O'Riordan's emerging technologies include Biosensors, "the technology developed will measure bio signs, such as blood pressure, heat rate, physical location. Then the information can be passed back to consumer or physician to track diabetes, or heart monitoring." She points out that such technology was used in the Olympics , "to help optimize performance, and empower individuals." She's also aware that such technologies raise questions of surveillance, and of who has access to this information.  "Huge amounts of data that someone else can use. What are the implications of these tracking technologies?  There are questions of ethics for artists to consider." O'Riordan's results will appear in peer reviewed articles and books, in workshops, in reports to the European Commission (who fund the work on In vitro meat,biosensors and smart grids,) and through digital media blogs and exhibit sites.


Today's Desktop

"I'm looking forward to developing syllabus areas in the debates of arts and sciences in digital culture," O'Riordan explains. She is also interested in developing curricula on new media publics for the new graduate program.  "Also in making links between other groups on campus and arts.
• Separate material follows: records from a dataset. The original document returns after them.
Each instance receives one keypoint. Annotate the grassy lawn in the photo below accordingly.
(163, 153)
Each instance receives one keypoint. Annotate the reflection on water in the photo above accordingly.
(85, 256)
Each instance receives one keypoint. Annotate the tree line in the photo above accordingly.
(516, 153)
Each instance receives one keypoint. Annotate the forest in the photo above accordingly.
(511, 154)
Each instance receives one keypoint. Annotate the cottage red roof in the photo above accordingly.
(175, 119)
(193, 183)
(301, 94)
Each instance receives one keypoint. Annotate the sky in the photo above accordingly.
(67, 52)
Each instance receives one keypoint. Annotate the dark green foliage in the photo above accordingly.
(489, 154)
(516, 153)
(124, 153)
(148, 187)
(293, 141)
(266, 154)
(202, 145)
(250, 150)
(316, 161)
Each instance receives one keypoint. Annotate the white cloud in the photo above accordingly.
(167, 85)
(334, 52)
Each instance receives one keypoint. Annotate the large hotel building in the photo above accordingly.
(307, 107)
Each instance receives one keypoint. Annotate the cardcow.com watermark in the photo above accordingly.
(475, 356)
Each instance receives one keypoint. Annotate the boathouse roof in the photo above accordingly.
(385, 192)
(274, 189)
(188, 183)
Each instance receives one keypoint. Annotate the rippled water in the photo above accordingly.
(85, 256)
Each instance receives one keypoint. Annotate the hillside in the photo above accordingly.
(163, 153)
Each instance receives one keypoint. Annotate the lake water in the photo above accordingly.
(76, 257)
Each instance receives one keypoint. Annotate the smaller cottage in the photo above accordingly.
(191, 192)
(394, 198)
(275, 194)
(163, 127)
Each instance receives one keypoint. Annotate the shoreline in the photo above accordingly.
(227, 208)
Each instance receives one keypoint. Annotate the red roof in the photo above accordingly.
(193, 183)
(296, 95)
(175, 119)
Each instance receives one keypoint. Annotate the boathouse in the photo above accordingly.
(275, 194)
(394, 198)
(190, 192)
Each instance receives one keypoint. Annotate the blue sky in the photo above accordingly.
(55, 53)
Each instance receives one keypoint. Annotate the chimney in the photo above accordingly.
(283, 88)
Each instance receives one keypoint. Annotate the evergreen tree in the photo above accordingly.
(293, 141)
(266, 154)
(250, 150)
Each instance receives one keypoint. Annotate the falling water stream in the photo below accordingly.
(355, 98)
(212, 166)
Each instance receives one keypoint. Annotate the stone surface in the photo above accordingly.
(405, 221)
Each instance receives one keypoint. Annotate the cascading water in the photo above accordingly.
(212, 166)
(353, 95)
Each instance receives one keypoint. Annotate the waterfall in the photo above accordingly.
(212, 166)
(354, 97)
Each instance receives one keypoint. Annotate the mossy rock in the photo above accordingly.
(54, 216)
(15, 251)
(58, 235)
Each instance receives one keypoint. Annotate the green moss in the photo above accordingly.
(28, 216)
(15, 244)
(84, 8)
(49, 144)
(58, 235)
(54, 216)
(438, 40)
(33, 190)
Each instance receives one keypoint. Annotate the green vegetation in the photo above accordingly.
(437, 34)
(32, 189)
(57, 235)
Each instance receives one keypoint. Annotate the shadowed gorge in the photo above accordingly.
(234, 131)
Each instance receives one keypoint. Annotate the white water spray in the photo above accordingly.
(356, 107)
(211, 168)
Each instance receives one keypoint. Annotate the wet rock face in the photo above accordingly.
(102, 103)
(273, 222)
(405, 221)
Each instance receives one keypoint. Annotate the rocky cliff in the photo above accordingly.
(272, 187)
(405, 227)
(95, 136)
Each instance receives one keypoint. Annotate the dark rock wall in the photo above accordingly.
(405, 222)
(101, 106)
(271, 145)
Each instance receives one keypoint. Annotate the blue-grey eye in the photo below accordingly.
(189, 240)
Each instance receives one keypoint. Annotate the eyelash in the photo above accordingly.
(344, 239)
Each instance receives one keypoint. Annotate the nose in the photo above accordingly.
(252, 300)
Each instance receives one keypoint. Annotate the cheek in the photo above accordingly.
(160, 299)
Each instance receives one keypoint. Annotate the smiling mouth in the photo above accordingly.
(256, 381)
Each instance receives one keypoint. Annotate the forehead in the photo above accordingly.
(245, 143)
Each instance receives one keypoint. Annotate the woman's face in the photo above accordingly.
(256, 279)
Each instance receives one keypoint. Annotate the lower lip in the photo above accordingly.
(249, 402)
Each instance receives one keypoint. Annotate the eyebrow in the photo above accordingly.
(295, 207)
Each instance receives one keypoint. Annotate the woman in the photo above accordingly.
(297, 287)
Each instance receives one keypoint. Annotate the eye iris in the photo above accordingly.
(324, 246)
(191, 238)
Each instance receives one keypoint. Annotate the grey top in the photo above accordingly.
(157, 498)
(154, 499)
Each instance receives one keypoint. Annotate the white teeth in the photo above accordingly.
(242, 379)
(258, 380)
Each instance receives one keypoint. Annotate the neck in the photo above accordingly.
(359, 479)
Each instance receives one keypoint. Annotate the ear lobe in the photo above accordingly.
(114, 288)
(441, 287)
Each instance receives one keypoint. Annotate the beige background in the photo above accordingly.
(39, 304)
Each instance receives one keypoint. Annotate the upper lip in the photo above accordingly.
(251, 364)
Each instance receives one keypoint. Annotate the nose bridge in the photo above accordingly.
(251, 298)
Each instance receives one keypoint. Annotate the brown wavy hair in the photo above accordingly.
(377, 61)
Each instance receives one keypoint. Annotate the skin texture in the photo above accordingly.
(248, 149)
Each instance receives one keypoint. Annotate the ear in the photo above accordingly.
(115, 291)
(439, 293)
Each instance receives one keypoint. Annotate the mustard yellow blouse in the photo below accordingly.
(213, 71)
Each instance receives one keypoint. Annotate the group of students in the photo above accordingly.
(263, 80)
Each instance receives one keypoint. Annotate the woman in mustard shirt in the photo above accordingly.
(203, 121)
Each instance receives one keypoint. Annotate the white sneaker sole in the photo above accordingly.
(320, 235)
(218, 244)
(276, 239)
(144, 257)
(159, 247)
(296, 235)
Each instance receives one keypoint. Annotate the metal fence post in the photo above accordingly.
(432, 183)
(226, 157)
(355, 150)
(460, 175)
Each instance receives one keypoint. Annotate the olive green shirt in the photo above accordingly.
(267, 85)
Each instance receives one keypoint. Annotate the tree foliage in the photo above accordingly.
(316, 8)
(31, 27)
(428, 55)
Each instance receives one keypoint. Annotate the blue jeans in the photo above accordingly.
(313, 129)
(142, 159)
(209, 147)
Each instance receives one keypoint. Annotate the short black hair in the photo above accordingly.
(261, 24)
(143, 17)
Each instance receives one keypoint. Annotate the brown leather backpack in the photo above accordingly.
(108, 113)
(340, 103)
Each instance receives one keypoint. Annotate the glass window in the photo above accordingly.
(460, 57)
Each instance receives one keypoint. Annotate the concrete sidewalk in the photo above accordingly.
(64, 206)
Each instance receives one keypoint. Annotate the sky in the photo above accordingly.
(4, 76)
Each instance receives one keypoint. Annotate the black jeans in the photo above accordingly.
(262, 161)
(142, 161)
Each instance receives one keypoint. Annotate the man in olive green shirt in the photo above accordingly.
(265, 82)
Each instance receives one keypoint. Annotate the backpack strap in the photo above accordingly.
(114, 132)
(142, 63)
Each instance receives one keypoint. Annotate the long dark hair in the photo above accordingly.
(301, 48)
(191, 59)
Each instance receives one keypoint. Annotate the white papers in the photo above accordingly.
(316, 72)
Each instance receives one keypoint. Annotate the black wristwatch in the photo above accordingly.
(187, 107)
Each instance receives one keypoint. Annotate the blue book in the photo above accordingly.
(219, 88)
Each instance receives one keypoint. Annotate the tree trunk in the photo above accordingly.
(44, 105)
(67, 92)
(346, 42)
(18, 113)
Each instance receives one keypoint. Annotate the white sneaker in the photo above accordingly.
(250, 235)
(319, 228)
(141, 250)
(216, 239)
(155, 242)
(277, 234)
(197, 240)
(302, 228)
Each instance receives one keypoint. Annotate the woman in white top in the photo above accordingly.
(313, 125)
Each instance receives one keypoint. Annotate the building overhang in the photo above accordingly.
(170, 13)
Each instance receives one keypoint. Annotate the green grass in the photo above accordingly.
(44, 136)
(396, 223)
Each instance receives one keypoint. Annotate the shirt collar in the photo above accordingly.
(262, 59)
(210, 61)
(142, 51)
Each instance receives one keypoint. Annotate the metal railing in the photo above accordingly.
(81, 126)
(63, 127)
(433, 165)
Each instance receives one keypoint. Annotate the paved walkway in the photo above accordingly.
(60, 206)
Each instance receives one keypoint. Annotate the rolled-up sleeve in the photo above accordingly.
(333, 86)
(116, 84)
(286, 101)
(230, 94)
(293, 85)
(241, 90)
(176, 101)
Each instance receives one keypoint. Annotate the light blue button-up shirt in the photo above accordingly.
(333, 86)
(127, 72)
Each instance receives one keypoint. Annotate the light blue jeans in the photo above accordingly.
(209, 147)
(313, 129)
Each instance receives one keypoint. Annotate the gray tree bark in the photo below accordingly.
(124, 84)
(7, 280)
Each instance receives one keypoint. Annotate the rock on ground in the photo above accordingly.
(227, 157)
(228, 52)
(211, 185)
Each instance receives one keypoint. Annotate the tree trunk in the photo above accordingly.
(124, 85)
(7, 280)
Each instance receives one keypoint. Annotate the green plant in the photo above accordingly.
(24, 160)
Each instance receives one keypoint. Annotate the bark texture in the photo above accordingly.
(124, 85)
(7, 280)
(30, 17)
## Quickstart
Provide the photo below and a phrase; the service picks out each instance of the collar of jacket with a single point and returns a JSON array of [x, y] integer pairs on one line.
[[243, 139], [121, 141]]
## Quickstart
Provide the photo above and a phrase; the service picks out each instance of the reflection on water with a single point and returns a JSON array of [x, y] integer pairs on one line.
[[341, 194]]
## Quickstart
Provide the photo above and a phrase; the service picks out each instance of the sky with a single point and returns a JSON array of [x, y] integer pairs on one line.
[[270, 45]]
For example I led a new undergraduate artist in residency at the Center for Science and Justice (in sociology) in collaboration with the OpenLab Network and SPARC. I also chaired the Mary Flanagan panel on Critical Play, and am looking forward to organizing a visit from Professor Sally-Jane Norman (professor of performance technologies and director of Attenborough Centre for Contemporary Arts at the University of Sussex to develop relationships between University of Sussex and the Arts Division here at UCSC."


At this early stage, Kate O'Riordan's role in her new appointment can be considered an emerging technology unto itself.